Last autumn, Harri and I walked from Laugharne to Pendine and back in one day. It’s a tedious stretch of ‘coast’ path, namely because after reaching Pendine seafront, the walker is directed inland almost immediately to avoid the vast swathes of coastline acquired by the MOD during the Second World War. Harri is currently investigating an alternative weekend route along Pendine Sands when the weapons testing range isn’t being used so beach walking should be possible for those who prefer their coast paths to be coastal.

After what felt like a never-ending trek across tarmac, the Wales Coast Path meanders through a succession of fields running parallel to the main road. In some, the path is fenced off and the ground relatively dry underfoot; in too many, however, the path is ill-defined, wet and boggy – just the sort of hiking I love!

The views from Sir John's Hill are well worth the effort
At last, we reached Sir John’s Hill and entered Laugharne via Dylan Thomas’ ‘Birthday Walk’. Now Laugharne is a place that is definitely worth visiting, albeit a bit on the touristy side. The presence of Carmarthenshire’s favourite son is evident everywhere, from the sculpture overlooking the estuary to Brown’s Hotel, Dylan’s writing shed to his former home, the Boat House. It’s a pretty spot to while away a few hours, but unfortunately, we were running late and so it was a quick glance through the shed window and ever onwards (and at that point, very definitely upwards).

The atmospheric interior of Dylan Thomas's
writing shed
The final stretch of today’s walk was virgin territory for both of us and so mildly, no make that madly, exciting. It all started so promisingly – we trotted out of Laugharne along a wooded path high above the water, tiring a little but nonetheless keen to sample the delights of Carmarthenshire’s undiscovered coastline.

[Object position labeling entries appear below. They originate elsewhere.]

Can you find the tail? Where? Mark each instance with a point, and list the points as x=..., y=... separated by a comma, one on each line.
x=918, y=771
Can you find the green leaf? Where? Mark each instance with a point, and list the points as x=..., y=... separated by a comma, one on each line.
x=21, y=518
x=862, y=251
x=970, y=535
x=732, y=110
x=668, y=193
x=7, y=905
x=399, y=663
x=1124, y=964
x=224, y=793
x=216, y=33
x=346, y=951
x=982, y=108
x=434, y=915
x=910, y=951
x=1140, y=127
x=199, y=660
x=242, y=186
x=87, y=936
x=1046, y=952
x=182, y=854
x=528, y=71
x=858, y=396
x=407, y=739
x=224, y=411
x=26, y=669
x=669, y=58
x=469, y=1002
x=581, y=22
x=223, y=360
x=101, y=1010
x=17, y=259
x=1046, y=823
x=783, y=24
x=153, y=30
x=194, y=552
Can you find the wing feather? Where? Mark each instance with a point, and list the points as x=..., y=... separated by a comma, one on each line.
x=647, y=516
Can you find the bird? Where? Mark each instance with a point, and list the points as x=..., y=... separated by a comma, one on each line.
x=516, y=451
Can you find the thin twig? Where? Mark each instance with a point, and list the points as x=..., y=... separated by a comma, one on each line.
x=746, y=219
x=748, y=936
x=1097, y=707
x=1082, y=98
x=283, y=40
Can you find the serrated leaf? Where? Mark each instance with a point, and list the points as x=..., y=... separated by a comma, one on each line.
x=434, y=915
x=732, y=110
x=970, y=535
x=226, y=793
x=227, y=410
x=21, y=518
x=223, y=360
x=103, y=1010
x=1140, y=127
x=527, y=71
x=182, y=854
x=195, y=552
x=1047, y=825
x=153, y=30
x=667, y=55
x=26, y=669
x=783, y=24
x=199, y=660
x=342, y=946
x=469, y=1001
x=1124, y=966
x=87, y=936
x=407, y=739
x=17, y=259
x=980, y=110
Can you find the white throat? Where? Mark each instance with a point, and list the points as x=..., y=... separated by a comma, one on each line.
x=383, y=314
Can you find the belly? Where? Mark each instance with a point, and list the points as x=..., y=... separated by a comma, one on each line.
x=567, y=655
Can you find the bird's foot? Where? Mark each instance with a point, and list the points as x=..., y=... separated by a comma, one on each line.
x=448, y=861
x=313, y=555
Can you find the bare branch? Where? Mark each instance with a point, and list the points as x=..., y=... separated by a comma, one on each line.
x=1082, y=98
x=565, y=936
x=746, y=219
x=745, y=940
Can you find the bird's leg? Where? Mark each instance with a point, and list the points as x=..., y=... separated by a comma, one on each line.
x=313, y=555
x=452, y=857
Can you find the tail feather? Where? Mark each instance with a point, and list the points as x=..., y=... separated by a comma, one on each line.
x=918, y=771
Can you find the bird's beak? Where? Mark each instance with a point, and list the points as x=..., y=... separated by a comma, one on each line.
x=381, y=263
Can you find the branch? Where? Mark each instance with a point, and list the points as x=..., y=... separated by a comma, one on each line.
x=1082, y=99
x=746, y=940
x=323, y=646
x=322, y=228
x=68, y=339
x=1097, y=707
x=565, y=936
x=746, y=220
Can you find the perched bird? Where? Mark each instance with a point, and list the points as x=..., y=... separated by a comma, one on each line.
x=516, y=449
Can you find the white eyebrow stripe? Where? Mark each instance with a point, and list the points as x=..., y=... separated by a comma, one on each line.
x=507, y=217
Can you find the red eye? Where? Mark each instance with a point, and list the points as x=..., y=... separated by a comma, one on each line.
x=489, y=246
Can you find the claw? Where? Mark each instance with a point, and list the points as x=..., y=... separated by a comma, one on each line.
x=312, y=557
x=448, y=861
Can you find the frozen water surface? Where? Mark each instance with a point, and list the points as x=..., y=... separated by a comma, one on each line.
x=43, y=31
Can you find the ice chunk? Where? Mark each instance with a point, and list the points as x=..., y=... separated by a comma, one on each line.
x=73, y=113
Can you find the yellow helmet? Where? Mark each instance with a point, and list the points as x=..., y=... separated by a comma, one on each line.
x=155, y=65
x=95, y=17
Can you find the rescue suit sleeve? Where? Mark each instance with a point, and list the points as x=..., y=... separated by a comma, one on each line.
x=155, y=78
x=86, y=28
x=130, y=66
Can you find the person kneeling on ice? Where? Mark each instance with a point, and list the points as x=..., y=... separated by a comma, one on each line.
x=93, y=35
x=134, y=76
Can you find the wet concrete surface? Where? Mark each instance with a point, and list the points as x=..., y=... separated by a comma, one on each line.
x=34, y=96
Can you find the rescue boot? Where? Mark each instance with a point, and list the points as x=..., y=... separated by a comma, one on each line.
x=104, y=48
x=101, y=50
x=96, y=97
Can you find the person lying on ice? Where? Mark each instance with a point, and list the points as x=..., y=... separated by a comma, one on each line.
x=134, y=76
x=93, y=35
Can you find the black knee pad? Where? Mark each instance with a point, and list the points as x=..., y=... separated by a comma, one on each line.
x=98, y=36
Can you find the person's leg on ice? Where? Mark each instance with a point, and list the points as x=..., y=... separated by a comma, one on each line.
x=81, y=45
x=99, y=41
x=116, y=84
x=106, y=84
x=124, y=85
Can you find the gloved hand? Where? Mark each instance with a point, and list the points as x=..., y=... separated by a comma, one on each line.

As our moods plummeted, the slug count soared. This county must surely be the slug capital of Wales; they were everywhere, thousands of them clinging to the saturated vegetation. I tried to avoid standing on them, but they were so numerous, I soon gave up. And bog run organisers, take note – I thought the Brecon Beacons were wet but they are nothing compared to the sodden, squelching fields of Carmarthenshire.


Carmarthenshire's exploding 
slug population is the only thing to look at for miles
Having worked in the public sector for many years, I understand the concept of committees, camels and horses, specifically how there is a reverse exponential relationship between the number of people around the table and the quality of the decisions made.

Assuming that premise, there were surely hundreds involved in determining the official coast path route for the Laugharne-St Clears section of the Wales Coast Path. In short, it’s terrible: there are no estuary views worth noting, in fact, there is nothing interesting to look at; the path is frequently indistinct, in many places no more than a line cut through the vegetation; there are slugs, slugs and more slugs no doubt relishing the bogginess of the ground.

At the end of a gruelling day there was only one thing left to do – toss my stinking socks into the bin and head to the nearest off-licence.